Lesson 3 Activity 1: Tracking an Ash Cloud

• 15-minute demonstration
• 45-minute work session
• Students observe a demonstration of a "dust box" to help them understand that some volcanic ash (tephra) may be difficult to see. In a work session, they will then use the equation, D = RxT (distance is equal to the rate of speed times the time of travel) to calculate the time it took volcanic ash erupted into the atmosphere to travel to different parts of the United States following the May 18, 1980, eruption of Mount St. Helens.

Key teaching points

• Explosive volcanoes can erupt large quantities of tephra, gases, and aerosols into the atmosphere.

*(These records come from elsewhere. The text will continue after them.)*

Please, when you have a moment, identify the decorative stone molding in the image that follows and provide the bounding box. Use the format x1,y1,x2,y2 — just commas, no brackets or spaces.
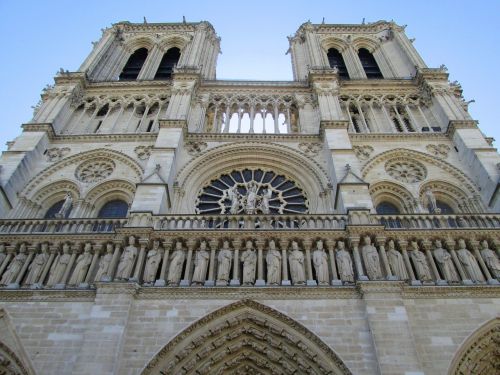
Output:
425,143,450,159
184,141,208,156
75,159,116,183
352,145,373,161
134,146,153,160
45,147,71,162
384,159,427,184
142,300,351,375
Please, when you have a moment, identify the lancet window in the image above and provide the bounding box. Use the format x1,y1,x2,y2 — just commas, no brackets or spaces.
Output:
119,48,148,81
205,96,299,134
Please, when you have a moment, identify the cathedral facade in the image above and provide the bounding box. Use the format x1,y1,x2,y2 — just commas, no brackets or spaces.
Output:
0,21,500,375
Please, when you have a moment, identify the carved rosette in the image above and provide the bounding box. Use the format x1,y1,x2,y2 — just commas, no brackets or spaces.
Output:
385,159,427,184
299,142,323,156
425,143,450,159
75,159,115,183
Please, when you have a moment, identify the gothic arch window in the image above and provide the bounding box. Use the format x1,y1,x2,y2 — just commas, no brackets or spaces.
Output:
155,47,181,79
120,48,148,81
376,201,400,215
43,199,73,219
327,48,349,79
358,48,384,79
97,199,128,218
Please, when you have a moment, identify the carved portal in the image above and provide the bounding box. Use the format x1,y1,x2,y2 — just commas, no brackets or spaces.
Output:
143,300,351,375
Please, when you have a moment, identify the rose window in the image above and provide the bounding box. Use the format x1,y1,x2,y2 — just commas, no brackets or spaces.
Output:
196,169,308,214
385,160,427,183
75,159,115,183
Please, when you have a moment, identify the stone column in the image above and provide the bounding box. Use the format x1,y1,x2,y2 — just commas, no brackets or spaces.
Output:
469,240,499,285
155,238,173,286
349,237,368,281
205,239,218,286
398,240,422,285
229,238,241,286
446,239,474,285
326,240,342,285
83,243,102,288
54,245,80,289
303,238,318,286
279,239,292,286
376,236,398,280
108,238,123,281
255,239,266,286
179,238,196,286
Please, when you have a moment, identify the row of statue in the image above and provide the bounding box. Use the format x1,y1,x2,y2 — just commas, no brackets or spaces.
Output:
0,236,500,288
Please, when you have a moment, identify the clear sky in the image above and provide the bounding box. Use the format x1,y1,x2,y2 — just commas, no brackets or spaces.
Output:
0,0,500,150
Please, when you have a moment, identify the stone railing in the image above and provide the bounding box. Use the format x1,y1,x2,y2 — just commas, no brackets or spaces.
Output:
147,214,347,230
0,218,127,235
374,214,500,230
0,232,500,289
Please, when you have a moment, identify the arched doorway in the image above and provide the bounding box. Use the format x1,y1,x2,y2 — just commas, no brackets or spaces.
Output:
448,318,500,375
142,300,351,375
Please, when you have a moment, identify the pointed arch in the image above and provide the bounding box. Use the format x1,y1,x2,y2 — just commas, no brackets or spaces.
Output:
142,300,351,375
448,317,500,375
21,148,143,197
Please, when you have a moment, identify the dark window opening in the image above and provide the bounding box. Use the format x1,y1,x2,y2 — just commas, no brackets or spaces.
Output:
358,48,384,79
155,47,181,79
376,202,400,215
327,48,349,79
97,199,128,218
120,48,148,81
43,199,73,219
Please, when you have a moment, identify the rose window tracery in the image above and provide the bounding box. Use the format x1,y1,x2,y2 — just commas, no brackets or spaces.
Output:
385,160,427,183
75,159,115,183
196,169,308,214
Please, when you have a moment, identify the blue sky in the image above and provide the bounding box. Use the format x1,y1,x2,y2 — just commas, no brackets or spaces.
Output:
0,0,500,150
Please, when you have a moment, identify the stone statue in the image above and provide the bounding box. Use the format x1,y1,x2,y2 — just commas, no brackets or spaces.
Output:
266,240,281,285
457,239,485,282
94,243,113,281
313,240,330,285
387,240,410,280
361,236,383,280
241,241,257,285
481,241,500,279
68,242,92,285
433,240,460,282
410,241,432,281
25,243,49,285
217,241,233,284
115,236,137,280
192,241,210,285
260,188,273,214
335,241,354,283
55,192,73,219
245,181,257,214
288,241,306,285
0,243,27,285
424,187,440,214
167,241,186,285
0,243,7,265
227,185,240,215
47,243,71,286
143,240,162,283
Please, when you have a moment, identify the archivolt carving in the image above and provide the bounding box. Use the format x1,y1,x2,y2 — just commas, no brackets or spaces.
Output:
143,300,351,375
22,148,143,196
362,148,476,194
176,142,330,212
448,318,500,375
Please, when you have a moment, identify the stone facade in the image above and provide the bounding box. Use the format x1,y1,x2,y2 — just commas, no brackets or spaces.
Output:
0,21,500,375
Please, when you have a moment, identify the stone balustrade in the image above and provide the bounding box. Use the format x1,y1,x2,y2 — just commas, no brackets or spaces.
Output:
375,214,500,229
0,234,500,289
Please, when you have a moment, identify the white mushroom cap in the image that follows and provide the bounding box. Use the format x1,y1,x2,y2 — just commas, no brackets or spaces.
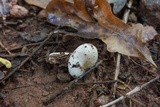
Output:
68,43,98,77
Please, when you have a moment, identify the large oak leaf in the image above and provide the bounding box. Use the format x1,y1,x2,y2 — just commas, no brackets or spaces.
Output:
46,0,157,67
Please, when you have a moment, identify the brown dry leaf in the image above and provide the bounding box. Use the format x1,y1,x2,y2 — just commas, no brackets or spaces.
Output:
25,0,51,9
0,0,10,17
46,0,157,67
10,5,28,18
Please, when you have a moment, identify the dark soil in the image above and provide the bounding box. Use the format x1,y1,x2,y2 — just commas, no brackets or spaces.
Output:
0,0,160,107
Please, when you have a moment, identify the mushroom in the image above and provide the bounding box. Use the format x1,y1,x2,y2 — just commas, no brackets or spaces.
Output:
68,43,98,78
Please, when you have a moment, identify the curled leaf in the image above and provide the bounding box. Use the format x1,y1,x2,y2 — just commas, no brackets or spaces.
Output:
46,0,157,67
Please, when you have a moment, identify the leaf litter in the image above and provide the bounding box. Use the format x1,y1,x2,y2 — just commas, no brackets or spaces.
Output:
0,0,160,107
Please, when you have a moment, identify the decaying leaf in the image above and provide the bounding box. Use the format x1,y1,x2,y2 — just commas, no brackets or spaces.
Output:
25,0,51,9
46,0,157,67
0,0,10,16
0,71,5,80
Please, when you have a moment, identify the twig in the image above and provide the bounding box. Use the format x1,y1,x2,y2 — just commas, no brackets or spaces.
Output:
112,53,121,98
75,80,118,85
112,0,133,98
100,75,160,107
42,60,102,105
0,32,54,83
0,41,62,53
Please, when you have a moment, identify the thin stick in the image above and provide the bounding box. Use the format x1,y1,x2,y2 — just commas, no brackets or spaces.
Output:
75,80,118,85
112,0,133,98
42,60,102,106
100,75,160,107
112,53,121,98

• The smallest of these particles are suspended in the atmosphere and are sometimes carried by wind great distances from the immediate site of an eruption. Some of these particles are too small to see.

Materials

• Large cardboard box such as a photocopy paper box
• Black construction paper, dark cloth bed sheet, or black spray paint
• Glue, tape, or staples
• Scissors
• Pencil or pen
• Flashlight
• Two erasers with chalk dust

• Activity Sheets 3.1 a - b
• Atlas
• Colored pens or pencils
• Calculators (optional)

Procedures

Remove the flaps from one side of the box. Line the interior of the box with black construction paper or a dark sheet, or spray paint it black. On one side, cut a hole the same size as the lamp end of the flashlight.

Introduction

Use the photograph on the left (click picture to see the larger version) and point out the column of ash rising above Mount St. Helens. Remind students that in Lesson 1 they learned that explosive volcanoes like Mount St. Helens erupt rock and lava fragments, gases, and aerosols into the atmosphere. The rock fragments, which are called tephra, can range in size from car-sized boulders to ash or dust that is so small it is invisible to the naked eye.

Demonstrations

1. With the lights on, beat two erasers together inside of the "dust box."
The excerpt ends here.